Recordings from the big reel to reel
(including one of a two-year-old me singing ‘baa baa black sheep’ that was played every time I visited and that I would love to hear again)?
All are covered with mold.
Toxic.
Lost.
God bless my uncle for taking this on.
I wish we could have done it sooner,
could have restored what was restorable and saved what was savable.
I wish she could have lived there safely and comfortably.
I wish that we were the type of family that freely shared things like photos.
I wish that I was the type of relative that insisted when I was told ‘no’.
I wish I had stayed closer to home.
I wish that our family hadn’t been torn apart so many years ago, and that forgiveness was a banquet we shared with everyone.
I wish my mother hadn’t died all of those many years ago.
I wish everyone was nice to each other.
I wish I was there for all of those memories.
As I hugged my aunt goodbye after my cousin’s memorial service she whispered to me ‘You know, I’m the matriarch now.”
‘Uh Huh’ was what I murmured,
‘WHAT?!’ was what I thought.
Never in my wildest reaching imaginings would I have called her that.
But it was true: she was at the time the oldest female on that side of the family.
Now that is my role.
The oldest female granddaughter in a family now fresh out of stand-alone daughters.
So about the dotted line.
In my role as matriarch I renounced any right I had to act on behalf of the family in settling my aunt’s estate.
This includes the family homestead.
And all of the moldering contents thereof.
Including, as my uncle informed me,
a photo of my mother as a young girl, which he could see through a window.

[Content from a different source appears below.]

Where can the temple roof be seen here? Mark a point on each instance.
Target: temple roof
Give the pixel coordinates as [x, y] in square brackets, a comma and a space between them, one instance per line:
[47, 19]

It was, he said, covered in mold but he knew which photo it was.
The house will likely be sold as is
to a flipper or someone that will junk the contents as they wade through in a hazmat suit.
That is, if I agreed to allow him to act on behalf of my line of the family.
Me, the matriarch now.
There is no material worth to the estate,
unless Grampap had valuables hidden in there somewhere.
And if he did, I hope my aunt found it all and enjoyed it.
I am not going to move back to that state.
My children can’t take on the massive job of whatever it could mean to save anything.
The town is small, small, small… with homes falling down and abandoned.
Get whatever you can, do whatever seems best was what I told my uncle.
And ‘You seem like such a nice man, I wish I would have gotten to know you better,’ is the rest of what I told him.
So last night I had the paperwork notarized and mailed it to him.
I gave up all claim to anything that could be saved in that place.
I will never know what photo is still on a side table in that house.
Never again hear my voice as a child reciting words that my grandfather recorded.
Never see the giant fork and spoon that are probably still hanging on the wall above the kitchen table.
Never take the scraps of their lives and pack it into boxes to be stored among other memories in my basement.
I wish my aunt could have done it.
I wish that it hadn’t been my decision.
I wish I knew if that was what my mother would have done.
I wish the notary didn’t have to see me cry as I signed the paper on that dotted line.